Fun fact: Thomas Würthinger (GraalVM) placed second; the winner hired the developer who beat him. My former boss and friend, Jaromir Hamala, finished third.
The Past, Present and Future of Programming Languages – Kevlin Henney
Henney presented data on “popular” languages from several reports and analyzed why they occupy their current positions. He noted a strong correlation between a language’s age and its ranking, suggesting an inertia effect in the ecosystem.
Conceptualisation – Michael Feathers
Feathers introduced a Payment class that conflates payment and tax responsibilities. He explored whether the issue lies in naming rather than design, prompting a discussion on semantics, naming challenges, and the limits of language expressiveness. The talk concluded with brief remarks on LLMs.
The C4 Model – Beyond The Basics – Simon Brown
Simon explained the C4 model, an architectural diagramming approach he invented.
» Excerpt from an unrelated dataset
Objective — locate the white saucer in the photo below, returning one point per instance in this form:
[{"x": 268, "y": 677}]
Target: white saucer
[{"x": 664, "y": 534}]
While I usually rely on UML, the C4 model offers a different perspective that many find useful. Simon is preparing a book with O’Reilly (details forthcoming).
Note: I attended additional talks, but jet lag limited my ability to retain details.
Thanks
A huge thank‑you to the YOW! organizers—Sabine Wolf, Damian Maclennan, Tracy Chen—and all track hosts and volunteers. It was an amazing experience!